Bulut oyunlarının üst amacını her zaman Dünya’yı değiştirmek olarak koyuyoruz. Bu oyun için de aynı şey geçerli. Bu amacımız yanlış anlaşılmasın, bizim için Dünya’yı değiştirmek bir kişiyi değiştirmekten geçiyor ve bu değişim “yalnız değilmişim” cümlesi kadar basit bir değişim olabiliyor. Oyunun bu anlamda bizim hedeflediğimiz sonucu sağladığını gönül rahatlığıyla söyleyebilirim. Oyunu izleyenlerden “bunu bir tek ben yaşıyorum sanıyordum”, “annemi hiç anlamamışım”, “kimseye anlatamamıştım” gibi cümleleri hem ben hem oyuncu arkadaşlarım hem de ekibin geri kalanı sıkça duyuyoruz.

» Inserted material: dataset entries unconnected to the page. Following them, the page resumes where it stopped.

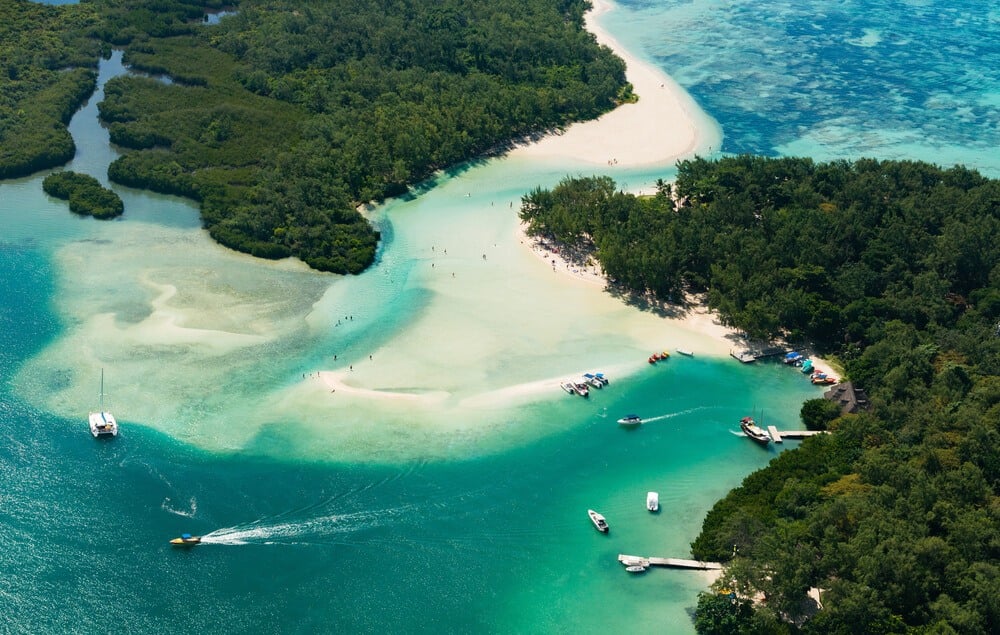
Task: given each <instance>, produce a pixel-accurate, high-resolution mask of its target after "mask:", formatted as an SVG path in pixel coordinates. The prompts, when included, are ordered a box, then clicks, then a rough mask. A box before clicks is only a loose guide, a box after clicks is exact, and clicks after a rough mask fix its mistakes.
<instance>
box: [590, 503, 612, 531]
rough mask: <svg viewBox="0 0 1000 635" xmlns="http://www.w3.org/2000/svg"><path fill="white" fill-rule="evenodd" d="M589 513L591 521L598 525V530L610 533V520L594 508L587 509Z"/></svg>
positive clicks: (594, 524)
mask: <svg viewBox="0 0 1000 635" xmlns="http://www.w3.org/2000/svg"><path fill="white" fill-rule="evenodd" d="M587 515H588V516H590V522H592V523H594V527H597V531H599V532H601V533H603V534H606V533H608V529H610V527H608V521H607V520H605V519H604V516H601V515H600V514H598V513H597V512H595V511H594V510H592V509H588V510H587Z"/></svg>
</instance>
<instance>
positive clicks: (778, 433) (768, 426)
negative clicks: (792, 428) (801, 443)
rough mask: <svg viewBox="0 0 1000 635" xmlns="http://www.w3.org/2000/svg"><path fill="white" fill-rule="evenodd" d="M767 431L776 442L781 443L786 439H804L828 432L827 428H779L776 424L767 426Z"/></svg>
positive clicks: (772, 439) (771, 438)
mask: <svg viewBox="0 0 1000 635" xmlns="http://www.w3.org/2000/svg"><path fill="white" fill-rule="evenodd" d="M767 431H768V433H769V434H770V435H771V440H772V441H774V442H775V443H781V442H782V441H784V440H785V439H804V438H806V437H814V436H816V435H817V434H826V430H778V429H777V428H776V427H774V426H767Z"/></svg>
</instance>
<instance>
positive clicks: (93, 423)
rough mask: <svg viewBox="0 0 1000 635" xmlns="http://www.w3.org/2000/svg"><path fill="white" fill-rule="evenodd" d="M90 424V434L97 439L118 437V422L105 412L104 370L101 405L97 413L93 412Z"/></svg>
mask: <svg viewBox="0 0 1000 635" xmlns="http://www.w3.org/2000/svg"><path fill="white" fill-rule="evenodd" d="M88 421H89V424H90V434H92V435H94V438H95V439H99V438H106V437H116V436H118V421H117V420H116V419H115V416H114V415H113V414H111V413H110V412H105V410H104V369H103V368H102V369H101V394H100V405H98V408H97V412H91V413H90V417H89V419H88Z"/></svg>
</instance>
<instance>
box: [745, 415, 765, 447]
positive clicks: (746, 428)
mask: <svg viewBox="0 0 1000 635" xmlns="http://www.w3.org/2000/svg"><path fill="white" fill-rule="evenodd" d="M740 429H741V430H743V434H745V435H747V436H748V437H750V439H752V440H753V441H756V442H757V443H759V444H761V445H767V444H768V443H770V442H771V435H770V434H768V433H767V430H765V429H763V428H761V427H760V426H758V425H757V422H756V421H754V420H753V417H743V418H742V419H740Z"/></svg>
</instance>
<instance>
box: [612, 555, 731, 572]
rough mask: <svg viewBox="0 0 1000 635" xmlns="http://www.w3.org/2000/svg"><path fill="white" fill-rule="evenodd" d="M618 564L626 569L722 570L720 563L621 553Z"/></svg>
mask: <svg viewBox="0 0 1000 635" xmlns="http://www.w3.org/2000/svg"><path fill="white" fill-rule="evenodd" d="M618 562H620V563H622V564H623V565H625V566H626V567H633V566H640V567H646V568H648V567H671V568H673V569H699V570H702V571H706V570H710V569H711V570H719V569H722V563H721V562H703V561H701V560H684V559H682V558H655V557H644V556H627V555H625V554H623V553H620V554H618Z"/></svg>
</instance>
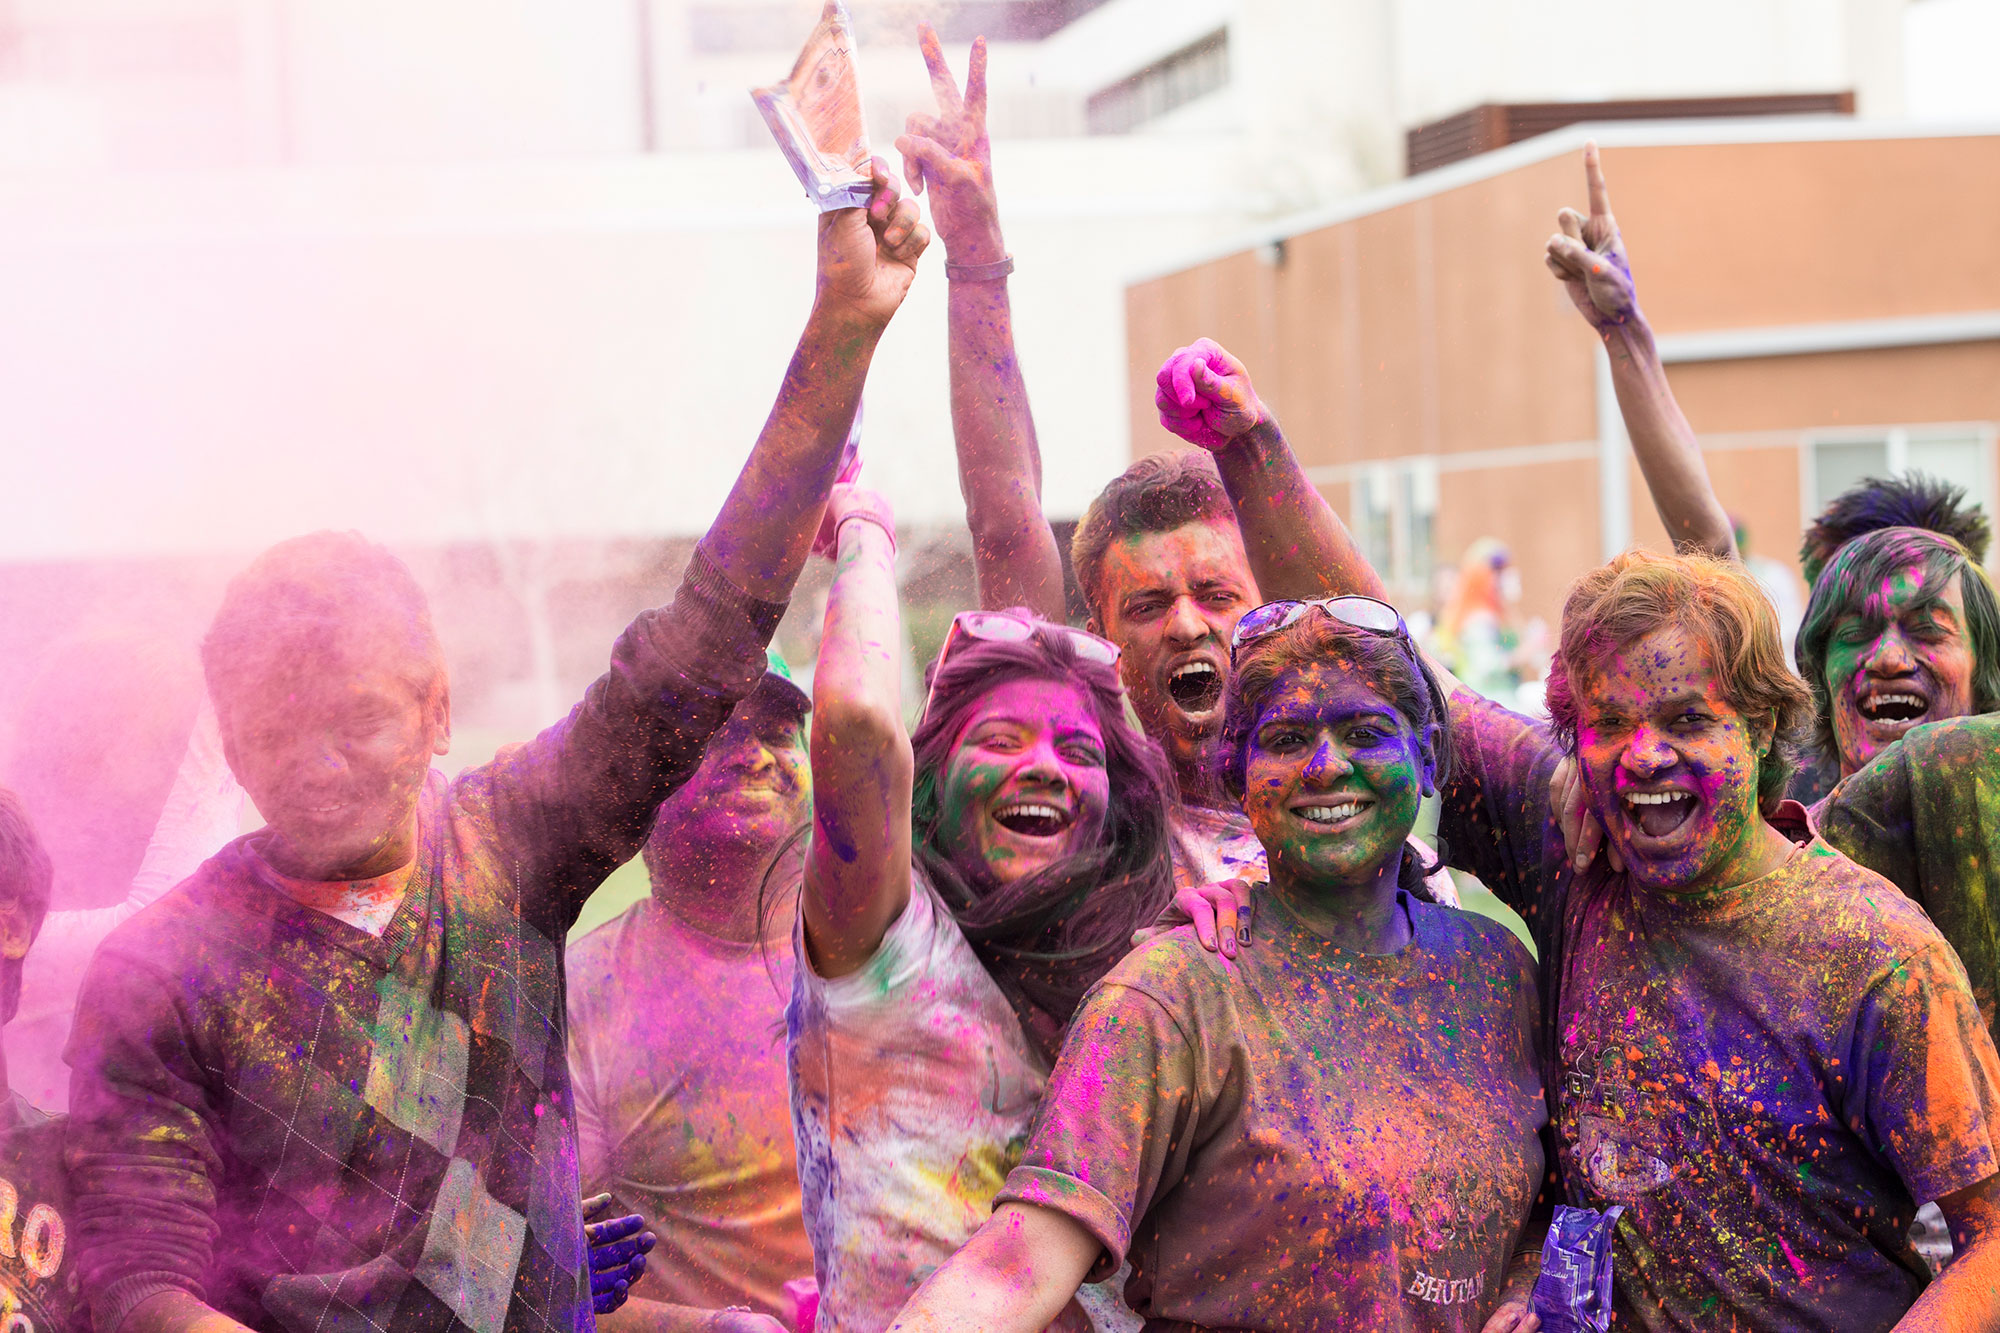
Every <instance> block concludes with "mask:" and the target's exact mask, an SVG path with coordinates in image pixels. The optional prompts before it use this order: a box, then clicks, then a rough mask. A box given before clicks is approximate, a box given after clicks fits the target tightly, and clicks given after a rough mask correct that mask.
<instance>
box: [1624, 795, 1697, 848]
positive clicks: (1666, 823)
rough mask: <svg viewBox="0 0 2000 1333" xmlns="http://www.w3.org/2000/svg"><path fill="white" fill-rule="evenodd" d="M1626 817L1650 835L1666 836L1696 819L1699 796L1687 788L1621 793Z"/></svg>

Oyunu yazarken yalnız olmadığımı görmek istiyordum şimdi hiç kimsenin yalnız olmadığını bilmesini istiyorum. Sanırım oyunu oynamaya farklı şehirlere farklı insanlara ulaştırdıkça bunu daha fazla göreceğiz.

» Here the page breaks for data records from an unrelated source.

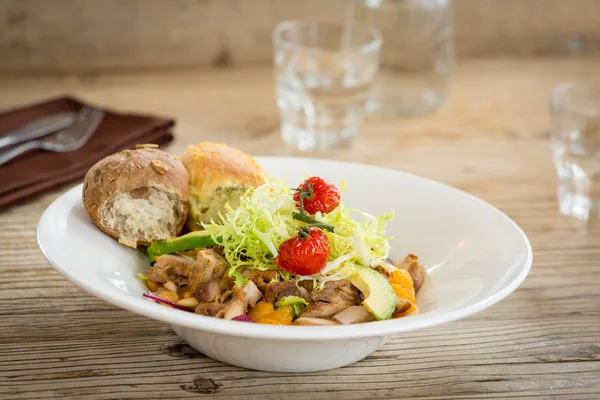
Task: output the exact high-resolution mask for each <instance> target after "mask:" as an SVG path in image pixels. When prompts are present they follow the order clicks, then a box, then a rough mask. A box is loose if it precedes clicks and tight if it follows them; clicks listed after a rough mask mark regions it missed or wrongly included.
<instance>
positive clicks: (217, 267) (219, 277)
mask: <svg viewBox="0 0 600 400" xmlns="http://www.w3.org/2000/svg"><path fill="white" fill-rule="evenodd" d="M226 270H227V264H226V261H225V259H224V258H223V257H222V256H220V255H219V254H218V253H217V252H216V251H214V250H213V249H202V250H200V251H198V256H197V257H196V261H195V262H194V264H193V265H192V266H191V268H190V274H189V276H188V279H189V282H190V288H191V289H192V290H194V291H195V290H196V289H197V288H198V287H200V286H201V285H203V284H204V283H206V282H208V281H210V280H212V279H215V280H219V279H221V278H222V277H223V275H224V274H225V271H226Z"/></svg>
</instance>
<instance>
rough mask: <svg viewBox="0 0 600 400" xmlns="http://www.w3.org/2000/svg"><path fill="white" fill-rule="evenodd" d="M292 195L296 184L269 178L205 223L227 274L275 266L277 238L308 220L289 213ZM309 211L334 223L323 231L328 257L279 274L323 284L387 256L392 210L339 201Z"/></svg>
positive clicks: (281, 239)
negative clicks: (369, 206) (319, 207)
mask: <svg viewBox="0 0 600 400" xmlns="http://www.w3.org/2000/svg"><path fill="white" fill-rule="evenodd" d="M342 187H343V184H342ZM293 197H294V190H293V189H291V188H290V187H289V186H288V185H287V184H285V182H283V181H281V180H278V179H276V178H269V180H268V181H267V182H266V183H264V184H263V185H261V186H259V187H257V188H254V189H249V190H248V191H247V192H245V193H244V194H243V195H242V197H241V199H240V205H239V206H238V207H237V208H235V209H233V208H232V207H230V206H229V205H227V206H226V210H225V212H224V213H222V214H220V215H219V220H218V221H211V223H208V224H203V226H204V228H205V229H206V230H207V231H208V233H209V234H210V236H211V238H212V240H213V241H214V242H215V244H217V245H218V246H222V247H223V255H224V257H225V258H226V259H227V261H228V263H229V265H230V270H229V275H230V276H235V277H236V280H237V281H238V283H242V281H243V278H242V277H241V274H240V272H241V270H242V269H246V268H247V269H257V270H270V269H279V268H278V267H277V265H276V264H275V257H277V255H278V249H279V246H280V244H281V243H283V242H284V241H286V240H287V239H289V238H290V237H292V236H294V235H296V234H297V229H298V228H300V227H301V226H303V225H305V224H306V223H305V222H302V221H299V220H297V219H294V217H293V214H294V213H295V212H298V205H297V204H296V202H295V201H294V198H293ZM313 217H314V219H316V220H318V221H319V222H322V223H325V224H328V225H331V226H333V227H334V230H333V232H329V231H326V232H325V234H326V235H327V238H328V239H329V242H330V245H331V252H330V255H329V259H328V263H327V265H326V266H325V267H324V268H323V270H322V271H321V272H319V273H318V274H315V275H310V276H302V277H298V276H292V275H290V274H289V273H285V271H283V273H282V277H283V279H285V280H299V279H314V280H315V283H316V284H318V285H323V284H324V283H325V282H327V281H331V280H338V279H342V278H347V277H349V276H350V275H352V274H353V273H354V271H355V269H356V268H364V267H367V268H368V267H375V266H377V265H380V264H382V263H384V262H385V260H386V258H387V257H388V252H389V248H390V245H389V239H390V238H388V237H386V236H385V227H386V222H387V221H389V220H391V219H392V218H393V211H390V212H389V213H387V214H385V215H382V216H379V217H375V216H373V215H370V214H367V213H365V212H361V211H359V210H355V209H350V208H347V207H346V206H345V205H344V203H343V201H342V202H341V203H340V204H339V206H338V207H336V208H335V209H334V210H333V211H331V212H329V213H327V214H321V213H316V214H315V215H314V216H313ZM355 217H356V218H355Z"/></svg>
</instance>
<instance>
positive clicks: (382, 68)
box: [346, 0, 454, 116]
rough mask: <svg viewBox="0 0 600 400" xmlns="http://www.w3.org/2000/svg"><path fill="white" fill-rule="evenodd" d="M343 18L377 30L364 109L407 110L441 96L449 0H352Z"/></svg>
mask: <svg viewBox="0 0 600 400" xmlns="http://www.w3.org/2000/svg"><path fill="white" fill-rule="evenodd" d="M348 7H352V9H350V10H348V11H347V12H346V18H347V19H348V20H350V19H352V20H355V21H358V22H359V23H364V24H368V25H370V26H373V27H374V28H376V29H377V30H378V31H379V32H380V33H381V36H382V39H383V45H382V48H381V57H380V69H379V73H378V75H377V78H376V82H375V89H374V92H373V93H374V98H373V100H372V102H370V104H369V110H370V111H372V112H375V113H380V114H384V115H398V116H412V115H422V114H427V113H430V112H433V111H435V110H437V109H438V108H440V107H441V106H442V104H443V103H444V102H445V99H446V94H447V89H448V82H449V78H450V74H451V71H452V68H453V64H454V46H453V21H452V2H451V0H355V1H353V2H350V3H349V6H348Z"/></svg>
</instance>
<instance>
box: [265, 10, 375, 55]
mask: <svg viewBox="0 0 600 400" xmlns="http://www.w3.org/2000/svg"><path fill="white" fill-rule="evenodd" d="M306 25H320V26H330V27H341V28H342V29H343V27H344V24H341V23H336V22H326V21H320V20H316V19H310V18H305V19H289V20H285V21H281V22H280V23H278V24H277V25H276V26H275V28H273V33H272V39H273V43H274V44H277V45H278V46H281V47H283V48H285V49H288V50H296V51H311V52H314V53H321V54H335V53H339V54H343V53H368V52H372V51H377V50H379V49H380V48H381V42H382V39H381V34H380V33H379V31H378V30H377V29H376V28H375V27H373V26H371V25H367V24H363V23H356V22H355V23H354V24H353V29H356V28H357V27H358V28H360V29H363V30H364V31H365V32H367V33H368V34H370V35H372V39H371V40H370V41H368V42H367V43H365V44H361V45H356V46H350V47H347V48H339V49H333V50H328V49H324V48H322V47H318V46H308V45H303V44H299V43H296V42H293V41H290V40H286V39H283V38H282V37H281V36H282V35H281V34H282V33H283V32H284V31H286V30H287V29H290V28H292V27H299V26H306Z"/></svg>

Bu oyunu ben yazdım fakat dramaturglarımız Ayşe Gül Altınay, Özlem Karadağ ve Fatih Artvinli’nin derin analizleri ve yönlendirmeleri, Füsun Demirel’in hem oyunculuk tecrübesiyle hem feminist bakış açısıyla katkıları diğer oyuncu arkadaşlarımızın deneyimleri ve teknik ekipteki arkadaşlarımızın kendi tecrübeleri oyunun son haline gelmesini sağladı.
Evim! Güzel Evim! Bizi dönüştürmeye devam ediyor umarım her dokunduğumuz insana da aynı etkiyi yapar.

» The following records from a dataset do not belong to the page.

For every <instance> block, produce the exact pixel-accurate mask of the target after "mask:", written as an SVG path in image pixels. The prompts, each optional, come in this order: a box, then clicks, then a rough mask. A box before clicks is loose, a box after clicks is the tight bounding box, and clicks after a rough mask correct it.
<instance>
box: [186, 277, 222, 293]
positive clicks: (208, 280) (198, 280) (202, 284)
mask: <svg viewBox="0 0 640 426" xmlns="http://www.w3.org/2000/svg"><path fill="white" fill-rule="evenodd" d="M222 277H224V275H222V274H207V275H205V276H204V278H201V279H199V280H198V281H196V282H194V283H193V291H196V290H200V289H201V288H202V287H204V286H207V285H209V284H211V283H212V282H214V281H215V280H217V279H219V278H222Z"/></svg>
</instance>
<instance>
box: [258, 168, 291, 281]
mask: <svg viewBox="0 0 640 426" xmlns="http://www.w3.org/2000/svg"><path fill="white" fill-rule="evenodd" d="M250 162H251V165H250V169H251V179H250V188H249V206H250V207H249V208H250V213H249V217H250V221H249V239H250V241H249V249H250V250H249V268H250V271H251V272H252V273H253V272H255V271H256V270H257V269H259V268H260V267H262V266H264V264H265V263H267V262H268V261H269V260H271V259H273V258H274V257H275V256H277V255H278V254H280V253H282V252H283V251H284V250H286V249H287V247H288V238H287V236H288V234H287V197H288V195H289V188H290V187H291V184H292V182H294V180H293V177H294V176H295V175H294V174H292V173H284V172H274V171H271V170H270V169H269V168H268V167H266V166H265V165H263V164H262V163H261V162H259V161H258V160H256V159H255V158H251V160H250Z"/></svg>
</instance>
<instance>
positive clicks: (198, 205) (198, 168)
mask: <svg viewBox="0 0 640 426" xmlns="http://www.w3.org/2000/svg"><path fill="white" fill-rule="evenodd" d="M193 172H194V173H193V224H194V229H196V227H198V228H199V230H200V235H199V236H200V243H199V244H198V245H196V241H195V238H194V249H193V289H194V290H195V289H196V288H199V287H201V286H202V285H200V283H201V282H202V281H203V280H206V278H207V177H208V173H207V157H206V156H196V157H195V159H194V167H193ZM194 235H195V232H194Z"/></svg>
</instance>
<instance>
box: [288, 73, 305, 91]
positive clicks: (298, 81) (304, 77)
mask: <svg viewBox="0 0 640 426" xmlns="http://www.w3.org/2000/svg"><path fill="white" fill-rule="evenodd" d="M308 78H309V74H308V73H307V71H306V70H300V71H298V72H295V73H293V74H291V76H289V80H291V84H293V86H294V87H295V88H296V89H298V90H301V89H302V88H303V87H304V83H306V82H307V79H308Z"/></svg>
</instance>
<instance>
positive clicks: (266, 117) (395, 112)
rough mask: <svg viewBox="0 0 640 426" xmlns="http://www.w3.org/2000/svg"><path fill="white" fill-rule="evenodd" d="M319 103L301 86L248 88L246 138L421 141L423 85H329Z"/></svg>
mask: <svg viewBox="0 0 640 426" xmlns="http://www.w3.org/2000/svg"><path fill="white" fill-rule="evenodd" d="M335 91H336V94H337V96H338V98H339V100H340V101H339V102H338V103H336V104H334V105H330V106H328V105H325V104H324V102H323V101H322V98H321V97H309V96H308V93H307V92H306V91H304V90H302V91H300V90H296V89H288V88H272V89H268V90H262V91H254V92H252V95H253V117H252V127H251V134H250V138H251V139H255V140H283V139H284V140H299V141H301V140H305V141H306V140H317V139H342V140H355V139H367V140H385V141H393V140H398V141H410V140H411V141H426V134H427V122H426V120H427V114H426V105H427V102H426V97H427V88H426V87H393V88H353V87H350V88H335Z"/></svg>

Evim! Güzel evim! oyununda başrolü oynayan Füsun Demirel ise Yarın Haber’e şöyle konuştu:
Ebru Nihan Celkan texti gönderdi, okudum. Aile içi şiddet çok hassas olduğumuz bir konu. Melek karakteri ilgimi çekti. Çünkü yasadığı psikolojik ve fiziksel şiddete rağmen aile birliğini ve evliliğini korumak için caba gösteriyordu.
Bir de tabii bulut tiyatronun diğer oyuncularıyla tanıştığımda o gençlerin ışıldayan yüzlerini görünce oyuna dahil olmam gerekliliğini anladım.
Oyunu izleyen hem tiyatro eleştirmenleri hem. Seyircilerden çok iyi notlar aldık. Oyun herkesi çok etkiledi. Kadını da erkeği de genci de yaşlıyı da çok etkiledi. Çünkü bu ülke topraklarında yaşayıp da psikolojik ve fiziksel şiddeti yasamamış insan herhalde yoktur. Hele hele kadınsanız bu oran katlanır. Hemen herkes kendinden ailesinden yakın çevresinden bir şeyler buldu oyunda.
Ve bu travmaların bu acıların ortak olduğuna çözümünde ortak bulunabileceğine kanaat getirdiler pek çoğu. Biz oyunu sadece İstanbul’da Beyoğlu’nda ve ayda bir iki oyunla sınırlandırmayıp geniş kitlelere ulaştırabildiğimiz oranda kadına yönelik şiddeti önlenebilir kılmanın minik adımlarından biri olduğumuz inancını taşıyabiliriz.